Pub Rants

Would You Like Truth With That?

 1 Comment |  Share This:    

One of my favorite writers is Allan Sloan, the financial journalist from Newsweek. If you ever want to read compelling writing, pick up a copy. Any person who can make corporate mergers and mutual fund topics fun to read is a writer to watch.

If he’s covering a stock that he owns or an organization owned by the Newsweek parent company, he begins his column with a disclosure.

That’s what I’m doing. Beginning this post with a disclosure.

I’m currently shopping a memoir and that certainly colors how I view James Frey and the whole MILLION LITTLE You-Know-What smoking gun.

Why? Because the memoir I’m shopping is beautifully written, meticulously researched, and we have all the documentation to warm even the most cynical, detailed-oriented fact-checking heart.

We didn’t lie, embellish, or otherwise make up a story that is being circulated as truth.

The trouble we are having is that editors love it, are very complimentary, but are afraid that it won’t be “big” enough for their house so hence, must pass with regret.

Translation: We didn’t lie, embellish or otherwise make up the truth in order to make the story more titillating, controversial, or “big” enough to be worth publishing.

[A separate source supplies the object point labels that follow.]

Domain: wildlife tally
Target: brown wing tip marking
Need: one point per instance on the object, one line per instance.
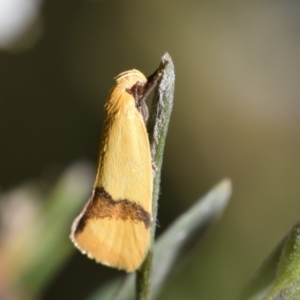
(101, 205)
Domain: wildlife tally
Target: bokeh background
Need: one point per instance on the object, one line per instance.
(236, 114)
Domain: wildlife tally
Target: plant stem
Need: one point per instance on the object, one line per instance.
(158, 122)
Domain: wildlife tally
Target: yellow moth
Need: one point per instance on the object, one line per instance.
(114, 226)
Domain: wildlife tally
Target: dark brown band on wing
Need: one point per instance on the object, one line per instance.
(101, 205)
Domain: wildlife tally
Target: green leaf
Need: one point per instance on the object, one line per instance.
(174, 244)
(279, 276)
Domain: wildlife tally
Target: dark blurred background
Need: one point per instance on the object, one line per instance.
(236, 114)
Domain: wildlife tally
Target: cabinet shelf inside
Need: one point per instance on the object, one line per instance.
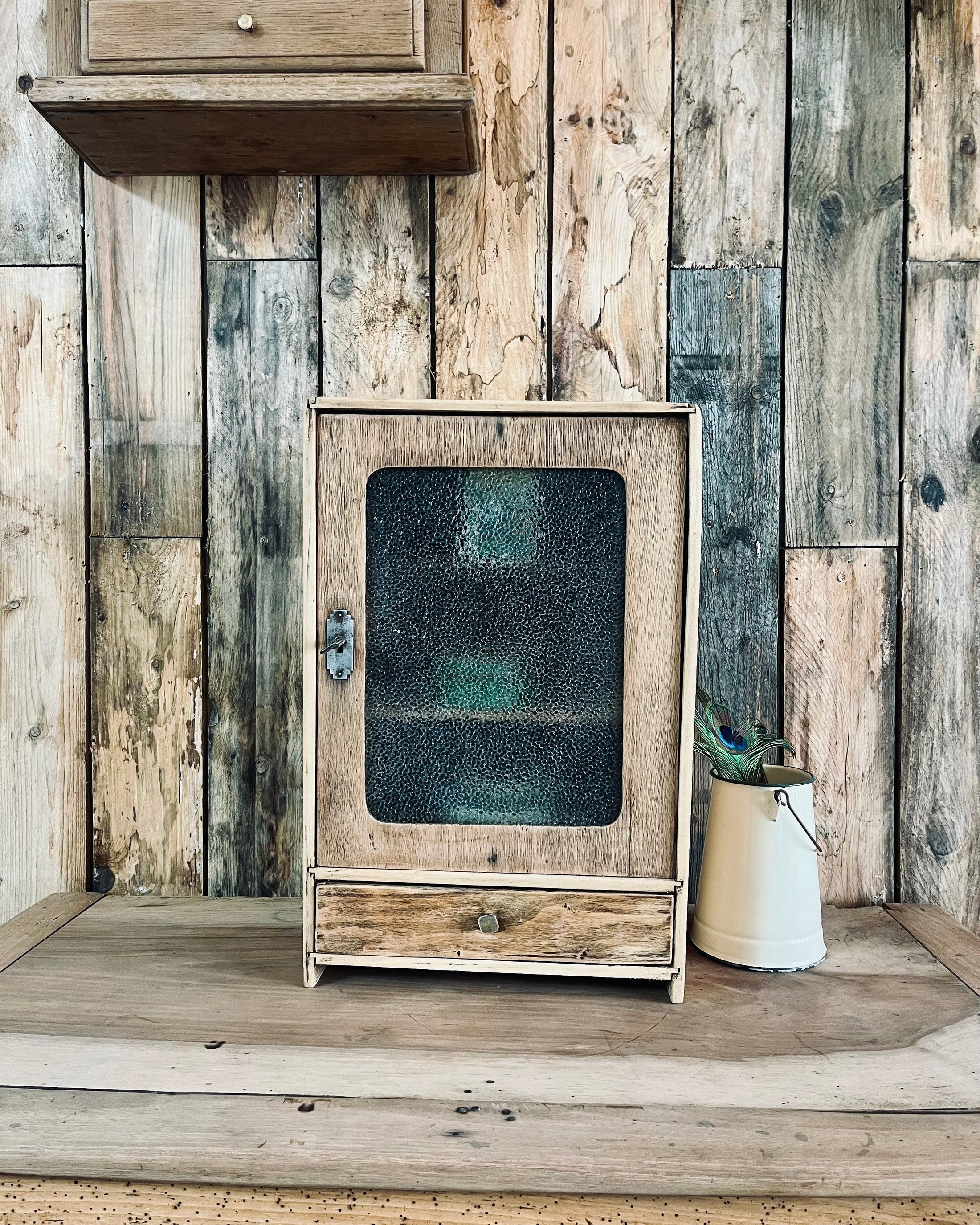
(351, 124)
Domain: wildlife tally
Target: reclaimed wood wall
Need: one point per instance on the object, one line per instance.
(770, 210)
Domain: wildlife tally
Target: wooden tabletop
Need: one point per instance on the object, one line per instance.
(151, 1038)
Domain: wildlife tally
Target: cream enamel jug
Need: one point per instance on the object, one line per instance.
(759, 898)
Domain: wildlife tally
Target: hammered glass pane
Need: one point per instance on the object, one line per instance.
(494, 646)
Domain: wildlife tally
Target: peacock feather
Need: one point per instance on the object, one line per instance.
(737, 755)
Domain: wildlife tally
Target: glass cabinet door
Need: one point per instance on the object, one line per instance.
(515, 586)
(494, 635)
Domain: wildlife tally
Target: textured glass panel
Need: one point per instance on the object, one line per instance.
(494, 646)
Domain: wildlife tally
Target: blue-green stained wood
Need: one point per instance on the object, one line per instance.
(261, 369)
(724, 357)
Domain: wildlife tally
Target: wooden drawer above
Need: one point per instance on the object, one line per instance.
(488, 924)
(248, 36)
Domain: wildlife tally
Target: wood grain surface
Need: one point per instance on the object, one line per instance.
(73, 1202)
(38, 922)
(724, 357)
(940, 815)
(950, 943)
(147, 716)
(532, 1147)
(535, 924)
(843, 274)
(41, 198)
(612, 199)
(492, 229)
(260, 217)
(375, 287)
(729, 133)
(262, 357)
(943, 130)
(651, 455)
(43, 772)
(144, 266)
(840, 703)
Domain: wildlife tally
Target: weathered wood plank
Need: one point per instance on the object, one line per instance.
(30, 928)
(260, 217)
(940, 811)
(492, 228)
(729, 123)
(41, 203)
(375, 286)
(612, 199)
(145, 355)
(840, 710)
(42, 587)
(945, 130)
(262, 355)
(146, 716)
(239, 1139)
(724, 357)
(29, 1201)
(950, 943)
(845, 286)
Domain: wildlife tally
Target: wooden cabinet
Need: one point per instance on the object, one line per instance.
(337, 87)
(252, 36)
(502, 607)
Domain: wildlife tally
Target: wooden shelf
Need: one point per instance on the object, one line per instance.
(353, 123)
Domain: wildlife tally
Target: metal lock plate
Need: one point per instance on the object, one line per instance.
(340, 649)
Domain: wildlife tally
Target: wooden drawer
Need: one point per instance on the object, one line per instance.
(204, 36)
(542, 925)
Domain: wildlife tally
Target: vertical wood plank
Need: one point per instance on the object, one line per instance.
(731, 66)
(147, 716)
(940, 810)
(375, 286)
(43, 806)
(260, 217)
(492, 228)
(145, 355)
(262, 355)
(840, 711)
(843, 260)
(945, 130)
(41, 196)
(724, 357)
(612, 199)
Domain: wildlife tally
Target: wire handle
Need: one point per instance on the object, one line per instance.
(782, 799)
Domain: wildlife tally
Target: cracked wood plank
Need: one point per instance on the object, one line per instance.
(375, 286)
(840, 701)
(260, 217)
(940, 811)
(43, 803)
(845, 272)
(724, 357)
(729, 133)
(262, 357)
(612, 199)
(492, 228)
(145, 355)
(147, 716)
(41, 204)
(945, 130)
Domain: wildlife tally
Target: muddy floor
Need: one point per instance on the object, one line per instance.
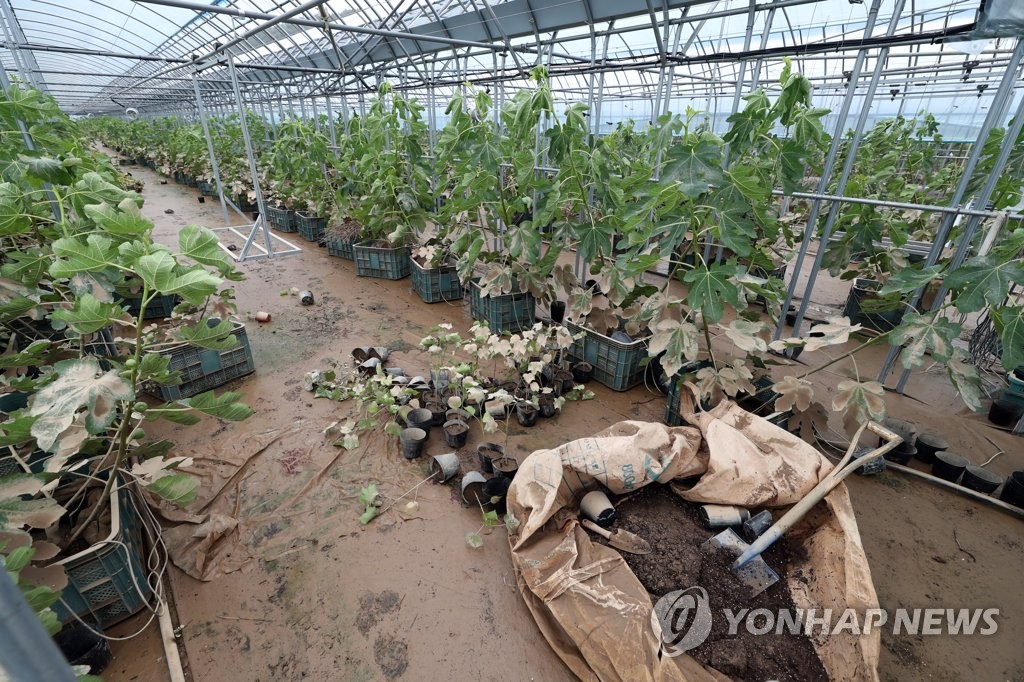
(300, 590)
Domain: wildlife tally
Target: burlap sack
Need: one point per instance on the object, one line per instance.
(587, 602)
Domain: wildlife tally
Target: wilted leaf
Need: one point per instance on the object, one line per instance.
(859, 402)
(794, 392)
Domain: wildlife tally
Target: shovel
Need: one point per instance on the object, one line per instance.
(750, 566)
(621, 540)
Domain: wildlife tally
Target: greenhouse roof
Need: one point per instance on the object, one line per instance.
(107, 55)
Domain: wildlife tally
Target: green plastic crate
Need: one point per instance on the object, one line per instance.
(109, 581)
(203, 369)
(616, 365)
(281, 218)
(508, 312)
(373, 260)
(436, 284)
(341, 247)
(312, 227)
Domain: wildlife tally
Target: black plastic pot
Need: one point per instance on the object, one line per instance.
(557, 311)
(547, 403)
(488, 452)
(456, 432)
(420, 419)
(505, 466)
(412, 440)
(948, 466)
(526, 414)
(928, 444)
(981, 480)
(81, 646)
(1013, 492)
(1005, 413)
(583, 372)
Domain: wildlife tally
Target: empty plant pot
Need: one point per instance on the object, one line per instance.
(980, 480)
(472, 489)
(443, 467)
(526, 414)
(412, 441)
(505, 466)
(1013, 492)
(928, 444)
(420, 419)
(596, 506)
(1005, 413)
(547, 407)
(456, 432)
(948, 466)
(583, 372)
(488, 452)
(557, 311)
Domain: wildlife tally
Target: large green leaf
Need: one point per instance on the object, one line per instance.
(225, 406)
(89, 314)
(711, 288)
(925, 333)
(81, 385)
(1010, 324)
(983, 280)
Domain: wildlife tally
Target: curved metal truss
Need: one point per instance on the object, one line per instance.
(632, 58)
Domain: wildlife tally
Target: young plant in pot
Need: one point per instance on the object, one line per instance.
(394, 185)
(85, 413)
(488, 182)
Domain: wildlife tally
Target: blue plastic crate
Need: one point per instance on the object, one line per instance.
(341, 247)
(507, 312)
(203, 369)
(109, 581)
(616, 365)
(281, 218)
(312, 227)
(436, 284)
(373, 260)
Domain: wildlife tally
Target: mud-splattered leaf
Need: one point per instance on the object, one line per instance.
(859, 401)
(81, 384)
(924, 333)
(794, 392)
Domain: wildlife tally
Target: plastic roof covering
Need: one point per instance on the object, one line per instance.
(105, 55)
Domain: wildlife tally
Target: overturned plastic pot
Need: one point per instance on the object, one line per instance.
(443, 467)
(412, 440)
(456, 432)
(948, 466)
(487, 452)
(980, 480)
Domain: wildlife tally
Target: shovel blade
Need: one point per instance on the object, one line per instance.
(755, 573)
(629, 542)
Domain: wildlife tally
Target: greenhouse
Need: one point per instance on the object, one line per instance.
(597, 339)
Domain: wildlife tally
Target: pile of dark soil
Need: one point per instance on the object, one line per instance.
(673, 528)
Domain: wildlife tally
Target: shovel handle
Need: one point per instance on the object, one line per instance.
(590, 525)
(835, 477)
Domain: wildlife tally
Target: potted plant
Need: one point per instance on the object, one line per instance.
(394, 185)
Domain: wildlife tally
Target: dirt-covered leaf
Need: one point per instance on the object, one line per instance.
(1009, 323)
(678, 340)
(748, 335)
(833, 332)
(964, 375)
(179, 488)
(794, 393)
(859, 401)
(226, 406)
(924, 333)
(80, 385)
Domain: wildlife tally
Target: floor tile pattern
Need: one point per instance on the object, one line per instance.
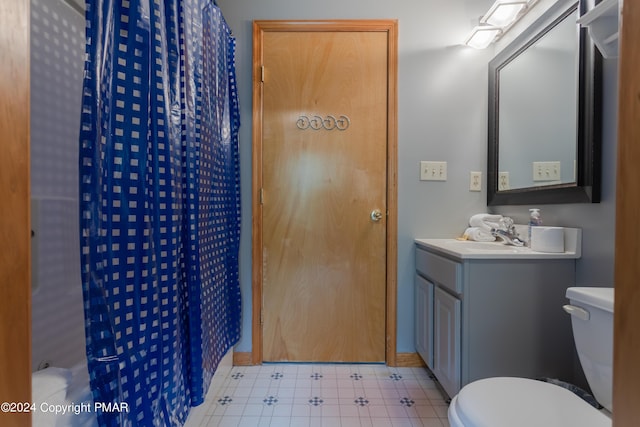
(322, 395)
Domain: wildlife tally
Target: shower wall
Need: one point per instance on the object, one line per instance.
(57, 61)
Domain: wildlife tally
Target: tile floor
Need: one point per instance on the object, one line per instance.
(319, 395)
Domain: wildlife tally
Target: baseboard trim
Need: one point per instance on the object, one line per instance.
(403, 360)
(409, 360)
(242, 358)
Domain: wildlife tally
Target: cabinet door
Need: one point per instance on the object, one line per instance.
(447, 341)
(424, 320)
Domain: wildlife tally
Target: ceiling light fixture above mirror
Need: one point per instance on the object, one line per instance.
(500, 17)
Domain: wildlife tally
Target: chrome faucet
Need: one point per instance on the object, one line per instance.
(507, 232)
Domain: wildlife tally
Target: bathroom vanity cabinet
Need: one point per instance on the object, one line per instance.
(482, 315)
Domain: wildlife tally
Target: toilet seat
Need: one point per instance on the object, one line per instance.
(508, 402)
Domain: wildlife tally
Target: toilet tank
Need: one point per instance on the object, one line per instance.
(591, 312)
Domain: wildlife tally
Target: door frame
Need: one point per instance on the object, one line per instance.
(391, 28)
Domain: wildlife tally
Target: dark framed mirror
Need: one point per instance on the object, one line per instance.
(545, 102)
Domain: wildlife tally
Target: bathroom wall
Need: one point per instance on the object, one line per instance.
(57, 61)
(442, 112)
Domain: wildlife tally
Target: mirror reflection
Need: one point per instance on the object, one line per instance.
(545, 102)
(538, 111)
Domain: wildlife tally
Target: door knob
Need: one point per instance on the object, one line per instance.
(376, 215)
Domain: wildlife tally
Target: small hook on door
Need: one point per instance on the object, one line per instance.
(376, 215)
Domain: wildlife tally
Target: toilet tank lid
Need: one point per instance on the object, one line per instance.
(601, 298)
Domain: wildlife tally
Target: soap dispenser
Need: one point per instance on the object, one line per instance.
(535, 219)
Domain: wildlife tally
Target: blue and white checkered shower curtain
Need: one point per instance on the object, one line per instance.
(160, 205)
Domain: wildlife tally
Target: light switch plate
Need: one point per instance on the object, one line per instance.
(503, 181)
(475, 181)
(546, 171)
(433, 171)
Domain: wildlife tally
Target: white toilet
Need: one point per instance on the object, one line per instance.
(508, 401)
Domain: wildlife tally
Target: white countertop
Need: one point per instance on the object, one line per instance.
(467, 249)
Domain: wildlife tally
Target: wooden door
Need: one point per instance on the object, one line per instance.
(323, 193)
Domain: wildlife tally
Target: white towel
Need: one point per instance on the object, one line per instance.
(478, 234)
(485, 221)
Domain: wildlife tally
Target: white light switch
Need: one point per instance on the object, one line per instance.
(475, 181)
(433, 171)
(503, 181)
(546, 171)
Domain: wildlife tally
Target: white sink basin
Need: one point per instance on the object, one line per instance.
(484, 246)
(468, 249)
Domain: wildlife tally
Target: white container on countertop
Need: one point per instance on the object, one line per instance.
(547, 239)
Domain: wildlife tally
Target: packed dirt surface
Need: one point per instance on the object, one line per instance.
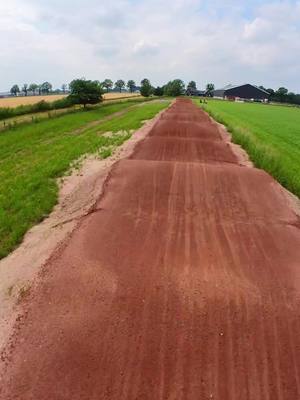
(183, 283)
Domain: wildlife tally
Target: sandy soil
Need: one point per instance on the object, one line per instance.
(18, 101)
(182, 283)
(78, 195)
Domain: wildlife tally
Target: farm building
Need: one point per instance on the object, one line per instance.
(243, 92)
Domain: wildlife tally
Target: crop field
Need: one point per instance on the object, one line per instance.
(32, 156)
(12, 102)
(270, 134)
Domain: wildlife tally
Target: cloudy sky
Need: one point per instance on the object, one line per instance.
(219, 41)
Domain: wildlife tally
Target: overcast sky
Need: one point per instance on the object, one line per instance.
(219, 41)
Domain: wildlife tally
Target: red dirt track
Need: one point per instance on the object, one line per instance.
(183, 284)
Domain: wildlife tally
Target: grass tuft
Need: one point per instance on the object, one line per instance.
(33, 156)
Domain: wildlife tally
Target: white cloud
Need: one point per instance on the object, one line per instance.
(220, 41)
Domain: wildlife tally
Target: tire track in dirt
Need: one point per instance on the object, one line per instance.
(184, 286)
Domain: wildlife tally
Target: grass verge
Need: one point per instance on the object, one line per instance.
(269, 134)
(33, 156)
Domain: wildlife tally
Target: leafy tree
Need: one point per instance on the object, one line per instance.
(158, 91)
(281, 94)
(64, 87)
(120, 84)
(15, 90)
(46, 87)
(33, 87)
(131, 85)
(146, 88)
(174, 88)
(107, 84)
(85, 92)
(25, 89)
(210, 87)
(192, 85)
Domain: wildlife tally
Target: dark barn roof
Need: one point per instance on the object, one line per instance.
(246, 91)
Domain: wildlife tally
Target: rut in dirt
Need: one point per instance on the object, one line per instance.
(185, 285)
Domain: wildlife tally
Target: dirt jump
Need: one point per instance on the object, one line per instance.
(184, 283)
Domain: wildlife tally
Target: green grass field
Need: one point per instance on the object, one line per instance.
(32, 156)
(269, 134)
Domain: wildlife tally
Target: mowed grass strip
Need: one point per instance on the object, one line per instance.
(270, 135)
(33, 156)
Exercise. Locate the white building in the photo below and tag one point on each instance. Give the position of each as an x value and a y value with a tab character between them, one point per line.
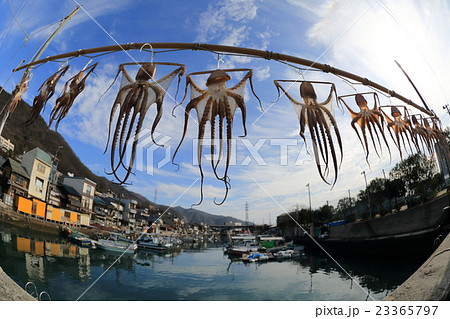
37	164
85	187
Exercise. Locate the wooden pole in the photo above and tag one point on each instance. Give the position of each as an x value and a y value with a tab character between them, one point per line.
269	55
38	54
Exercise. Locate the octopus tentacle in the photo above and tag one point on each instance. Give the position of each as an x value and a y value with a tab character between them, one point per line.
191	105
201	133
159	102
118	101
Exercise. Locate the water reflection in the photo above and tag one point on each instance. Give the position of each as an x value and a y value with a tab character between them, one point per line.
196	271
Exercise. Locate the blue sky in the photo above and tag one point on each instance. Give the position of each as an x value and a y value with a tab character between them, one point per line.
363	37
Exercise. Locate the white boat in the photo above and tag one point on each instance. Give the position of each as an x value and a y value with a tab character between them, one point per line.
282	254
113	243
153	242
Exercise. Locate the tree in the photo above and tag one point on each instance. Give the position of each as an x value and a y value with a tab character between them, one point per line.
324	214
417	172
376	191
344	208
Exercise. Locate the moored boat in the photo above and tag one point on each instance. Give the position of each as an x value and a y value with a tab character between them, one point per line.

That says a lot about publishing today unfortunately.

It is Much Ado About Something. A memoir is about truth from that one person’s perspective. It’s not about making it up so it will be an over-the-top spectacular victim story that will be “big” enough to sell a lot of copies.

Is there a redemptive quality based on the solidness of the inspirational message (which has been suggested)? If there is, I’m not seeing it. This story didn’t happen so how can triumph over events that didn’t exist be an inspiration for others who really suffer from addiction and are struggling to overcome?

If you really want to read a good, true story of recovery from addiction, I’d boycott Frey and pick up Heather King’s PARCHED.

At least she understands that a memoirist’s reputation is built on integrity. As she says, “It’s every writer’s sacred honor to “get it right,” but perhaps the burden falls heaviest on the memoirist…”

Well said.


One Response

  1. Pennyoz said:

    Doesn’t this remind me about something.
    Snaps fingers.
    Snaps fingers.
    Snaps fingers…
    Mmmmm?
    Sein…Sein…Sein…
    Oh yes!
    Seinfeld. A story based on nothing.
    Imagine how hard that would be to pitch.
    Imagine having to find an agent for it.
    This is the story about a guy who has a bike on the wall.
    His neighbour has fluffy hair, and wears shirts from the fifties and there’s a white-socked gap between his stove pipe trousers and his black leather Target shoes.
    They have a chick who has large teeth.
    And there’s a loser called George who can’t get girls.
    Oh and its well written.
    Keep in there. I truly believe a good story eventually finds a home.
    Didn’t J.K. Rowlings also have a hard time finding a home?